Pour établir un lien de filiation dans une famille composée d'une femme non mariée, il est vrai que nous avons plutôt réfléchi à l'adoption. Elle nous paraît a priori la solution la plus protectrice et surtout, la plus conforme à la réalité. L'enfant garde son histoire personnelle. Tout est transparent.
Non, je pensais justement à l'établissement d'une filiation paternelle.
Effectivement. Ce n'est pas évident à mettre en œuvre. Alors que le projet parental initial était un projet personnel, cela évite d'avoir une reconnaissance de quelqu'un qui compte peut-être un jour dans la vie de l'enfant, mais qui peut être très facilement écarté par la mère. C'est pourquoi nous estimions préférable de sécuriser de cette façon une filiation paternelle ultérieure.
Cette réflexion est issue d'une situation contentieuse dans les familles hétérosexuelles non mariées où un homme décide de reconnaître et d'élever un enfant qui n'est biologiquement pas le sien et où la mère peut faire tomber la paternité en la contestant sur une preuve biologique.
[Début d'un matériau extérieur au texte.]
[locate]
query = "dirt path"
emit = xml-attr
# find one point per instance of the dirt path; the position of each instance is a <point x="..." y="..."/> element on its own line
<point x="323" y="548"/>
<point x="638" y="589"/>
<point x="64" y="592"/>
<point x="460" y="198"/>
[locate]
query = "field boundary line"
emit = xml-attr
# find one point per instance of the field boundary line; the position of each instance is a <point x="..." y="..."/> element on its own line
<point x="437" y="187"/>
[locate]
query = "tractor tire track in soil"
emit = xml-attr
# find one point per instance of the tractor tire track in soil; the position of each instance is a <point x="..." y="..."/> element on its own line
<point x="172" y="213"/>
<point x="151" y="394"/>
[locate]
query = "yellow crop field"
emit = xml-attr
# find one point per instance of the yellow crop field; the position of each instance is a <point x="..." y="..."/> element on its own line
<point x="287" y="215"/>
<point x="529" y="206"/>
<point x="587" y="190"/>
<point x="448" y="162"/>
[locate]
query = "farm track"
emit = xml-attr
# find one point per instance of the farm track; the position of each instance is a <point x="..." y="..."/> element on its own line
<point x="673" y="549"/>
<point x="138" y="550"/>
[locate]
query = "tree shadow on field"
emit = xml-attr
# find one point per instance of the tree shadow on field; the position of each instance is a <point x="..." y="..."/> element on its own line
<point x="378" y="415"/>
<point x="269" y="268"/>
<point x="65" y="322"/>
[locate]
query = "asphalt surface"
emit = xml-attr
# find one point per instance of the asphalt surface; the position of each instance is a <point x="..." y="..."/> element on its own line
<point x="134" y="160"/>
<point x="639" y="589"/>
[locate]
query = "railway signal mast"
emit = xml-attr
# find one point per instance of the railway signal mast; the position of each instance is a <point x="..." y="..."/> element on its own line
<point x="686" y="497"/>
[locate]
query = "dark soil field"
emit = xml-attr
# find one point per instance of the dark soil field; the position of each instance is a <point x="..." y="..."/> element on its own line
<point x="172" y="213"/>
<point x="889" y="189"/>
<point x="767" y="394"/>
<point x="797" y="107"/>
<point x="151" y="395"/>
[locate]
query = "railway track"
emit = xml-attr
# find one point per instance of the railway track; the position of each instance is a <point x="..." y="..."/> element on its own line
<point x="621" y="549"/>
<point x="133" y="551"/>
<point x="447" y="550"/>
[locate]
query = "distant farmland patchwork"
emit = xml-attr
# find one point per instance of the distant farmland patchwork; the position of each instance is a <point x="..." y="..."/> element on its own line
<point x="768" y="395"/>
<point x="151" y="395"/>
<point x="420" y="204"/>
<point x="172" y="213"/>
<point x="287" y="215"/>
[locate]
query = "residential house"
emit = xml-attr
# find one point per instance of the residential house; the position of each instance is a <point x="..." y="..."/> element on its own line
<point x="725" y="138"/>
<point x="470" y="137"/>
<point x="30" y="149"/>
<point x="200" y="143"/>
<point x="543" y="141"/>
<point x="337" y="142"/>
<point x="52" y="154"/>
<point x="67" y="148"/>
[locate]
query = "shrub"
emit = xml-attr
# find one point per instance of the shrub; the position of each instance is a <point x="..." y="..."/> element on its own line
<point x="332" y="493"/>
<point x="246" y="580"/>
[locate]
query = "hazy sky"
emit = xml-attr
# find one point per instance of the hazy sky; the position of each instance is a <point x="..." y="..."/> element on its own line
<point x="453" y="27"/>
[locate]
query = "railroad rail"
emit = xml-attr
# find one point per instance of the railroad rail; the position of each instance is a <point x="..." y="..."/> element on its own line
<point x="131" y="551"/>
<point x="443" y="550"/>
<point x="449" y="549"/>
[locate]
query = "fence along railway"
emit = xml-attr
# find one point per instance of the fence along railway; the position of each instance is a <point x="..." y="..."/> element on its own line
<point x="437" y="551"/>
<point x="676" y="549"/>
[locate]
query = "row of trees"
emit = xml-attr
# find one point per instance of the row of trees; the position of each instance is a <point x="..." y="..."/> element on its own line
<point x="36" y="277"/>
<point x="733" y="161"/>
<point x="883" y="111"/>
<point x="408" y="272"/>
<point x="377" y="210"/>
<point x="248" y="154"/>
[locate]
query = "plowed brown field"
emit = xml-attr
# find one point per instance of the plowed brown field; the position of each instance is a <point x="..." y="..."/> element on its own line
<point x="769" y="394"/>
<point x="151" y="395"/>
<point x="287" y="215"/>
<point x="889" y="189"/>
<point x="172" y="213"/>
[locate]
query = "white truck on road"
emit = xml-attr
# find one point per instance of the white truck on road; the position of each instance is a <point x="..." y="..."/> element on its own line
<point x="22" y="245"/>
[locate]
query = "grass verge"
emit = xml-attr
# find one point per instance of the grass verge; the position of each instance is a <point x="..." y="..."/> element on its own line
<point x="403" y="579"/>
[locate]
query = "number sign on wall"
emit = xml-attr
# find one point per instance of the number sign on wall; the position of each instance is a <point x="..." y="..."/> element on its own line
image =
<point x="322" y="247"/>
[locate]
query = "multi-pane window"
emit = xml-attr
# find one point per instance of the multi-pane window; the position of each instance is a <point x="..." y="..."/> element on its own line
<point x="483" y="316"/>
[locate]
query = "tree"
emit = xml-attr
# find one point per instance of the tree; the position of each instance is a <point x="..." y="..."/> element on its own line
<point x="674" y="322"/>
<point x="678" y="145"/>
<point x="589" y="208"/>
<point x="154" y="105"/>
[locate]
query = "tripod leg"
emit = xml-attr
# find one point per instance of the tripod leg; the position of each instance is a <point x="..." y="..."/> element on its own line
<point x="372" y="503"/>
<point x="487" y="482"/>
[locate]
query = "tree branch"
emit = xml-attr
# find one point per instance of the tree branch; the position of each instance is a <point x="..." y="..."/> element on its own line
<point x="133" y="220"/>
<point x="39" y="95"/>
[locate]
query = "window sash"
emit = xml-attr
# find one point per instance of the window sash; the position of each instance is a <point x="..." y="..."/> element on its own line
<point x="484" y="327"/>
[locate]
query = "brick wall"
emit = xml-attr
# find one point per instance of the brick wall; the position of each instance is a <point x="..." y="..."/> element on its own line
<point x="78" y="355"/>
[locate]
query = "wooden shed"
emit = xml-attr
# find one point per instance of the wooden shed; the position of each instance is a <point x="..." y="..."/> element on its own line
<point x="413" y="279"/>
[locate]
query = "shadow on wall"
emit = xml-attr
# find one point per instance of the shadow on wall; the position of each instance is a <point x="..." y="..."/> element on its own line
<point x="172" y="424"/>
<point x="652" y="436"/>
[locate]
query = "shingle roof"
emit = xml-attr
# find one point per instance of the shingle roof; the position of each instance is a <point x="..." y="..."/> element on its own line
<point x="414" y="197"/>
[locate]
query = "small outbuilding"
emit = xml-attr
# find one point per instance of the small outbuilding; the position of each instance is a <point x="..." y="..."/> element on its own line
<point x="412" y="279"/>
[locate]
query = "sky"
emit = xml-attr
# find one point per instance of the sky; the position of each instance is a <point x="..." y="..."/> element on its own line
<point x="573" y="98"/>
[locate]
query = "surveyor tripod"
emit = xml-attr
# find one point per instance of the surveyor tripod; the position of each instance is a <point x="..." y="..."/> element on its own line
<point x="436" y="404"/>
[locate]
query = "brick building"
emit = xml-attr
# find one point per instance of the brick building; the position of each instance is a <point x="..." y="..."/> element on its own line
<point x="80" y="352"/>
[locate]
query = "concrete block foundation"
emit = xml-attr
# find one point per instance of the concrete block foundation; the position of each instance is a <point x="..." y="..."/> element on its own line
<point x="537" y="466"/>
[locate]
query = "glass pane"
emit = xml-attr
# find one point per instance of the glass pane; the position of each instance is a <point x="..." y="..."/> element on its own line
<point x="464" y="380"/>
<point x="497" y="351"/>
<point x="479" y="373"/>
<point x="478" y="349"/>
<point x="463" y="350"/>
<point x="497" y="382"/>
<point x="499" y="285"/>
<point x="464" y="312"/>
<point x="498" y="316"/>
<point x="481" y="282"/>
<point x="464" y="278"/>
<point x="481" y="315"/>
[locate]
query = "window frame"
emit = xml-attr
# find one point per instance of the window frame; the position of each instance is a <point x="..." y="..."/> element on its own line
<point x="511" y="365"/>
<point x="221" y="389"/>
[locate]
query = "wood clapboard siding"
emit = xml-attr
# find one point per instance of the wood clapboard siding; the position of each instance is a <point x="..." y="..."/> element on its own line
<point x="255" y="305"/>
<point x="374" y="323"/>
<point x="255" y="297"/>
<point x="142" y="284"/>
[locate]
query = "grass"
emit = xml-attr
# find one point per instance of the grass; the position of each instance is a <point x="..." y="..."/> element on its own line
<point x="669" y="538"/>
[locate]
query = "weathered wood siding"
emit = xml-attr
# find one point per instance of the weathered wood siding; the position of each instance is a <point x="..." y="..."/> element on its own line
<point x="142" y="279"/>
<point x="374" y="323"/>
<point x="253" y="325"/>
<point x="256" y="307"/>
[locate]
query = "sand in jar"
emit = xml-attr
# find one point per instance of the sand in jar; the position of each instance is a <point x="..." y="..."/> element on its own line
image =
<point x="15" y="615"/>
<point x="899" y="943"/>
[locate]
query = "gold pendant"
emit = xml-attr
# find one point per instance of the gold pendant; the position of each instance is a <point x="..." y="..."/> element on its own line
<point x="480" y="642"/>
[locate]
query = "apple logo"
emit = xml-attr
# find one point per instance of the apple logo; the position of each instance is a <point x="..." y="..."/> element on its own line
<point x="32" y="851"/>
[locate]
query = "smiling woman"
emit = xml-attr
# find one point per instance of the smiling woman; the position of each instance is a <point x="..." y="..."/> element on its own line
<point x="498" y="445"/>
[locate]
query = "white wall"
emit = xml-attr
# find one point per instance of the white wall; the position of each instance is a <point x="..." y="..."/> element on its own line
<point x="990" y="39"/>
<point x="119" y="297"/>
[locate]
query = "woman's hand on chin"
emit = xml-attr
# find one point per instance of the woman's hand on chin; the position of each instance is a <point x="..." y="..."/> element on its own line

Est-ce un contentieux que vous avez régulièrement ?
Je ne dirais pas « régulièrement ». La reconnaissance peut être attaquée par la voie d'une action en contestation. La preuve reine est la preuve biologique. Il est vrai que nous connaissons ces cas de reconnaissances de complaisance, qui peuvent être fragilisées par une action en contestation avec demande d'expertise génétique. Il y a cependant une différence car, ici, dès le départ, nous avons admis un système. C'est pourquoi il y a un paradoxe à vouloir ouvrir l'accès aux origines tout en permettant l'effacement des origines, puisque dans cette situation, cette femme pourra prévoir un père pour cet enfant, puis le lui retirer. Si cela existe déjà dans le cadre des reconnaissances de complaisance, nous savons ici dès le départ qu'il n'y a pas de père biologique : il n'y a qu'un donneur.
C'est un choix politique. Il s'agit de savoir ce que nous voulons pour cet enfant. Si nous voulons que sa situation soit conforme à son vécu, il faut privilégier l'adoption. La voie de l'adoption est ouverte par le texte, mais celle de la reconnaissance l'est également. Ne serait-il pas plus conforme au vécu de l'enfant de ne laisser ouverte que la seule voie de l'adoption ? C'est la question que nous posons.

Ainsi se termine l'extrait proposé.